The rise of agentic coding is creating a "SaaSpocalypse." These agents can migrate data, learn different workflows, and handle integrations, which undermines the core moats of SaaS companies: data switching costs, workflow lock-in, and integration complexity. This makes the high gross margins of SaaS businesses a prime target for disruption.

Software that is priced per seat and easy to replace, like Zendesk for customer support, is under existential threat from AI. Customers can run AI agents in parallel to perform the same tasks, directly comparing performance and cost, making it easy to reduce seats and switch providers.

The value in software is shifting from SaaS platforms (like CRMs) to the AI agent layer that automates work on top of them. This will turn established SaaS companies into simple data repositories, or "hooks," diminishing their stickiness and pricing power as agents can easily migrate data.

Turing's CEO claims SaaS is dead for two reasons. First, powerful foundation models drastically lower the cost of building custom software internally. Second, existing SaaS products are built for human interaction via GUIs, not for AI agents that will increasingly use APIs and tool-calling functions directly.

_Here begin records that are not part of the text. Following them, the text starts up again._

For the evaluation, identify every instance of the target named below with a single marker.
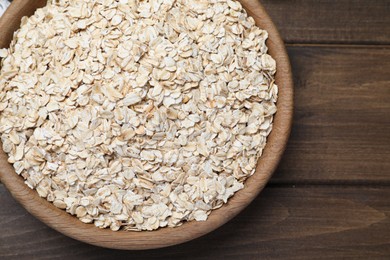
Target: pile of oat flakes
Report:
(137, 114)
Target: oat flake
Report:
(137, 114)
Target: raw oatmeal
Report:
(137, 114)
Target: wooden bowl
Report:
(72, 227)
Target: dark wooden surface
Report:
(330, 197)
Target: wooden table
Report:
(330, 197)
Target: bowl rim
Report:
(69, 225)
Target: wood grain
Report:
(276, 142)
(341, 131)
(302, 222)
(330, 21)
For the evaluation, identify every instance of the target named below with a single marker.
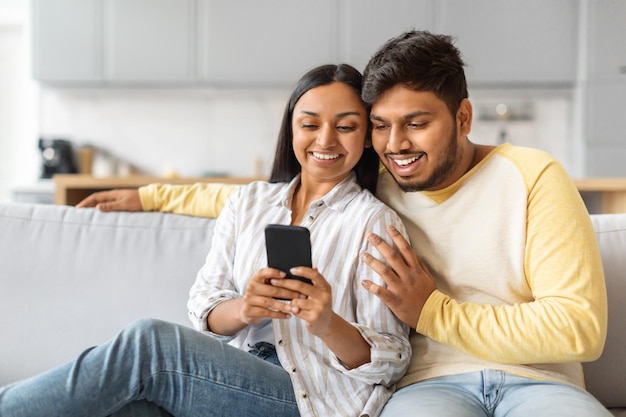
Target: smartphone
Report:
(287, 247)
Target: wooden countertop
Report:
(601, 184)
(70, 189)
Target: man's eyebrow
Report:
(404, 118)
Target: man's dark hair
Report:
(286, 166)
(420, 61)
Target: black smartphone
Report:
(287, 247)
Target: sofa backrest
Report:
(72, 278)
(606, 377)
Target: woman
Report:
(339, 349)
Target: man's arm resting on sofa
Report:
(200, 199)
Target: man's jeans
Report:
(492, 393)
(153, 368)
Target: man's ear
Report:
(464, 117)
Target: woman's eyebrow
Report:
(339, 115)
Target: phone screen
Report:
(288, 247)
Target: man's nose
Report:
(398, 140)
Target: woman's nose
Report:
(327, 137)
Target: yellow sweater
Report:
(511, 247)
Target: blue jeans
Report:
(491, 393)
(153, 368)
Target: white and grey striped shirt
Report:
(339, 224)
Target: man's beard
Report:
(451, 157)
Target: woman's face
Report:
(329, 129)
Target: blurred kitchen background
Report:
(196, 88)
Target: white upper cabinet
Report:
(367, 24)
(607, 40)
(272, 42)
(66, 49)
(515, 41)
(269, 42)
(149, 40)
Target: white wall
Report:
(192, 132)
(18, 98)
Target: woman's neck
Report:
(305, 193)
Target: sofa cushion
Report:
(71, 278)
(606, 377)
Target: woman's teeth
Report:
(325, 155)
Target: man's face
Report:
(417, 138)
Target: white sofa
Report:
(71, 278)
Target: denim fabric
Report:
(265, 351)
(153, 368)
(491, 393)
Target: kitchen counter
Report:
(603, 195)
(70, 189)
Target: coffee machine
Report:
(57, 157)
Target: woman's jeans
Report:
(153, 368)
(492, 393)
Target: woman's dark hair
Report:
(286, 166)
(420, 61)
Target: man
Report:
(503, 284)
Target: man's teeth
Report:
(326, 155)
(404, 162)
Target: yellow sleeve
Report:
(567, 319)
(200, 199)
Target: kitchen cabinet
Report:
(515, 42)
(607, 40)
(269, 42)
(67, 45)
(367, 24)
(605, 88)
(101, 41)
(149, 40)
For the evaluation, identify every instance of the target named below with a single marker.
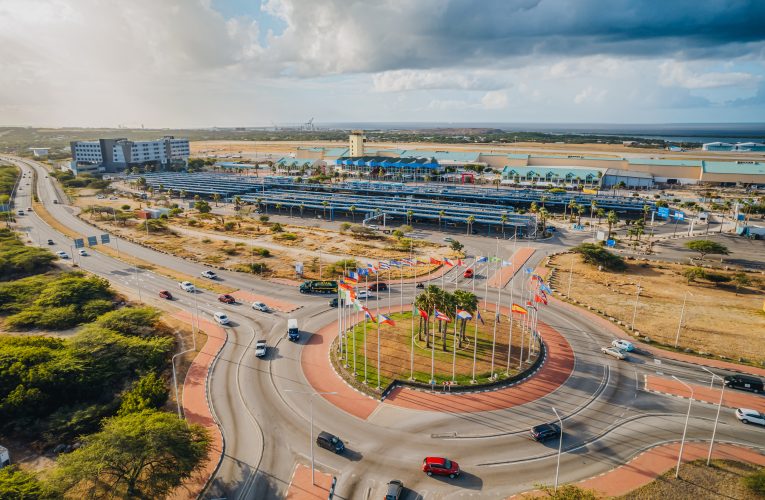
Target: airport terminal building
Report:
(114, 155)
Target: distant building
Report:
(40, 152)
(356, 143)
(740, 146)
(112, 155)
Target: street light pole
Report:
(560, 449)
(717, 417)
(312, 394)
(685, 429)
(682, 313)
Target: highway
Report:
(608, 418)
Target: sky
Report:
(205, 63)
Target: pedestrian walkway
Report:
(279, 305)
(501, 278)
(195, 406)
(301, 488)
(731, 398)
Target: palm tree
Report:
(612, 220)
(470, 220)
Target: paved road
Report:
(608, 418)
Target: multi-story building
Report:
(112, 155)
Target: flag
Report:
(382, 319)
(441, 316)
(519, 309)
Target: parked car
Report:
(330, 442)
(395, 489)
(221, 318)
(624, 345)
(543, 432)
(744, 382)
(226, 299)
(748, 416)
(613, 351)
(440, 467)
(260, 306)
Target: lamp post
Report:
(685, 429)
(682, 313)
(717, 417)
(312, 394)
(560, 449)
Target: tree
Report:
(707, 247)
(140, 455)
(612, 220)
(148, 393)
(18, 484)
(740, 280)
(202, 207)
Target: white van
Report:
(292, 330)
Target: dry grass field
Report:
(717, 320)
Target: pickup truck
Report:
(260, 348)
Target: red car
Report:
(440, 467)
(226, 298)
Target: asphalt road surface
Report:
(607, 416)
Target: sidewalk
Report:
(731, 399)
(196, 408)
(501, 278)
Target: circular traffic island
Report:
(456, 356)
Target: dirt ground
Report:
(716, 319)
(699, 482)
(395, 345)
(203, 238)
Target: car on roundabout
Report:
(624, 345)
(749, 416)
(440, 466)
(543, 432)
(613, 351)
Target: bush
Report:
(599, 256)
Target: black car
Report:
(544, 432)
(395, 489)
(330, 442)
(744, 382)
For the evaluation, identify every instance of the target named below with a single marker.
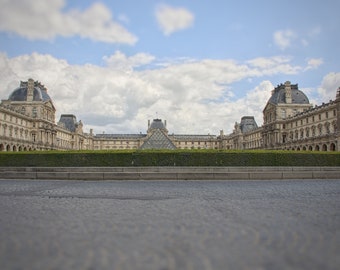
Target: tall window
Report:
(34, 112)
(283, 113)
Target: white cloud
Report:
(313, 63)
(120, 61)
(193, 96)
(284, 38)
(45, 20)
(173, 19)
(328, 88)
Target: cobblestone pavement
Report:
(169, 224)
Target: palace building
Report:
(27, 122)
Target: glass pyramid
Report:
(158, 140)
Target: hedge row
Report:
(168, 158)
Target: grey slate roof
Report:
(248, 123)
(69, 121)
(278, 96)
(39, 93)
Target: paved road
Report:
(169, 224)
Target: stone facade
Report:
(291, 123)
(27, 122)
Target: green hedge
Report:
(168, 158)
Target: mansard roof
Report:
(248, 123)
(69, 121)
(39, 92)
(279, 95)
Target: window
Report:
(283, 113)
(34, 112)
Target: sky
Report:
(200, 65)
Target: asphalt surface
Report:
(169, 224)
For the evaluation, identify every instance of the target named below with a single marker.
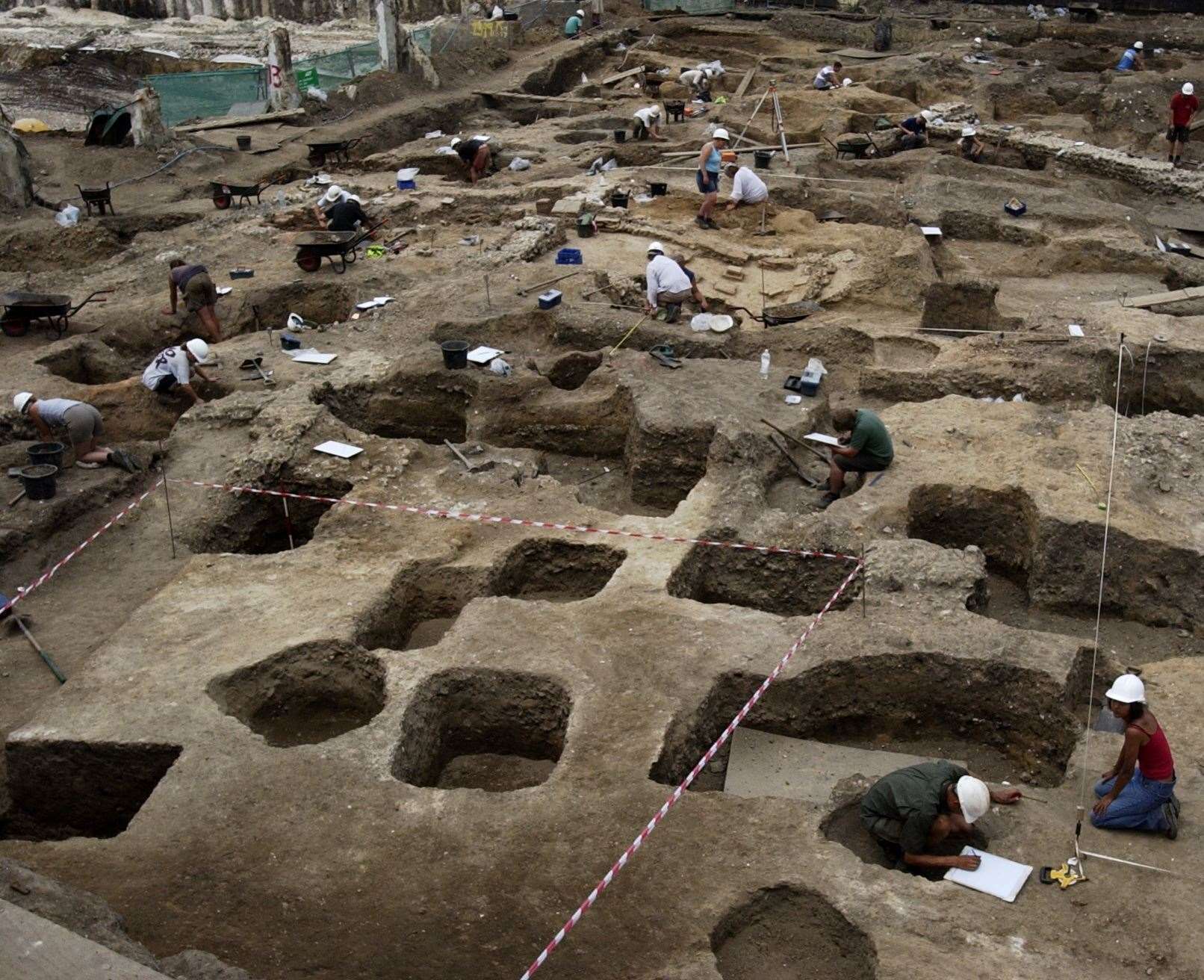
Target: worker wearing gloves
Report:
(914, 810)
(1139, 791)
(747, 187)
(667, 283)
(173, 368)
(648, 123)
(84, 427)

The fundamental business model of many SaaS companies is based on per-user pricing. AI agents pose an existential threat to this model by enabling smaller teams to achieve the same output as larger ones. As companies wonder why they should pay for 100 seats when 10 people can do the work, the entire economic foundation of the SaaS industry faces a crisis.

The ability for customers to build their own software features using AI agents directly threatens the traditional SaaS upsell model. During negotiations, customers can now credibly threaten to "roll their own" features instead of paying for higher-priced tiers, weakening the vendor's pricing power.

SaaS products like Salesforce won't be easily ripped out. The real danger is that new AI agents will operate across all SaaS tools, becoming the primary user interface and capturing the next wave of value. This relegates existing SaaS platforms to a lower, less valuable infrastructure layer.

AI may drastically lower the cost of software engineering, threatening the dominant SaaS model by enabling companies to affordably build bespoke in-house software, mirroring the current market dynamics in China.

Sierra CEO Bret Taylor argues that transitioning from per-seat software licensing to value-based AI agents is a business model disruption, not just a technological one. Public companies struggle to navigate this shift as it creates a 'trough of despair' in quarterly earnings, threatening their core revenue before the new model matures.